Thank you! I have to find the time to try this out, but one issue I see right now: How do you communicate that some specific key value pairs are optional?
i have not honestly been able to ensure that. it partially works by just putting in jsonc that this particular key is optional, but that is not a guarantee. more generally, i try to avoid adding optional keys, and mostly leave that upto llm to put any such line in a catch all miscellaneous section.
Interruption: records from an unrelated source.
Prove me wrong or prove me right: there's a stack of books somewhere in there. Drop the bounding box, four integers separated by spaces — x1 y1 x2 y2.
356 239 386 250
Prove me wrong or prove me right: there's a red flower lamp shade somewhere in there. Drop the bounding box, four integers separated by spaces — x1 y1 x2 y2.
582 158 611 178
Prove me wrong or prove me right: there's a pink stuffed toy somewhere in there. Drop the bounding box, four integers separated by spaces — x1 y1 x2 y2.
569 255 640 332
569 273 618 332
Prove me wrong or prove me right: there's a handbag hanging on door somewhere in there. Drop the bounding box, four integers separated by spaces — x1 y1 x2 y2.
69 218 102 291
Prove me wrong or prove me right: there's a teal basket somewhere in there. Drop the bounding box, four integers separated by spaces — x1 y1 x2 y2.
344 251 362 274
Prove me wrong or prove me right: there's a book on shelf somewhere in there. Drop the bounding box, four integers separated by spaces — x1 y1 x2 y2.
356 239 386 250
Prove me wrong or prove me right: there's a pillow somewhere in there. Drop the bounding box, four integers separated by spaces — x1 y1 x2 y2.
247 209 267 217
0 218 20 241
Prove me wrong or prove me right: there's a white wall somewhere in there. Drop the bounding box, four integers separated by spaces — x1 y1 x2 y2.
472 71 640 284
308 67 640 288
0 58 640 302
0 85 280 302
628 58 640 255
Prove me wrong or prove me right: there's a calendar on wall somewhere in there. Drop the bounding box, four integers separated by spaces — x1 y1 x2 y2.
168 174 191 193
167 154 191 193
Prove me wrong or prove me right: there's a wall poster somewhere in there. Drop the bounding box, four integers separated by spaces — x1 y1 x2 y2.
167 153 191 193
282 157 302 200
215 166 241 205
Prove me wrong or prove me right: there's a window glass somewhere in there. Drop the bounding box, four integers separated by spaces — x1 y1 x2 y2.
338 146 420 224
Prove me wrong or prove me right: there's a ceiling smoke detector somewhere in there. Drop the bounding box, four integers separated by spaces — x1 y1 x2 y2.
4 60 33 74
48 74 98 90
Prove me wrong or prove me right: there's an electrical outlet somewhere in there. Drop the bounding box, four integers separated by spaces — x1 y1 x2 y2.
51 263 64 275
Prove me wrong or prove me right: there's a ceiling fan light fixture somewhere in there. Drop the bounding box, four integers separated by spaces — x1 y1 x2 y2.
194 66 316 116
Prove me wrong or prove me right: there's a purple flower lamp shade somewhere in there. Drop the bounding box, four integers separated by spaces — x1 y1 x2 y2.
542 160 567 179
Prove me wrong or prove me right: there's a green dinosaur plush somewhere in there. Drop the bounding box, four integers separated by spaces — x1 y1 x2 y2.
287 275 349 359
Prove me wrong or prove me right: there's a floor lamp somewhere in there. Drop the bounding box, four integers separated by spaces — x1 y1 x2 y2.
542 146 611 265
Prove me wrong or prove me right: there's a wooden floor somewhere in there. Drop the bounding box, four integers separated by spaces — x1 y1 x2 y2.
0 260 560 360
We do manual checking afterwards, so some inaccuracy is accepted.
on a seperate note, larger, better models usually perform better.
Ah, I see. While I plan for manual checking, it has to be >>90% right to be a viable solution. Anyway, when I find the time to try it out, I will comeback with my results. If you any additional ideas, feel free to share them!
and also, how are you getting the wiki? i would first scrape it . if it is something like fandom, then do not scrape directly, first host your own breeze wiki (https://docs.breezewiki.com/Running.html), then use wget with a optimal rate limit. using breeezewiki will remove some junk, and you will get cleaner html to begin with.
for small models, try to keep total input (prompt plus data) to be small, as they general can not reatin there smarts for much (even if they advertise larger contexts).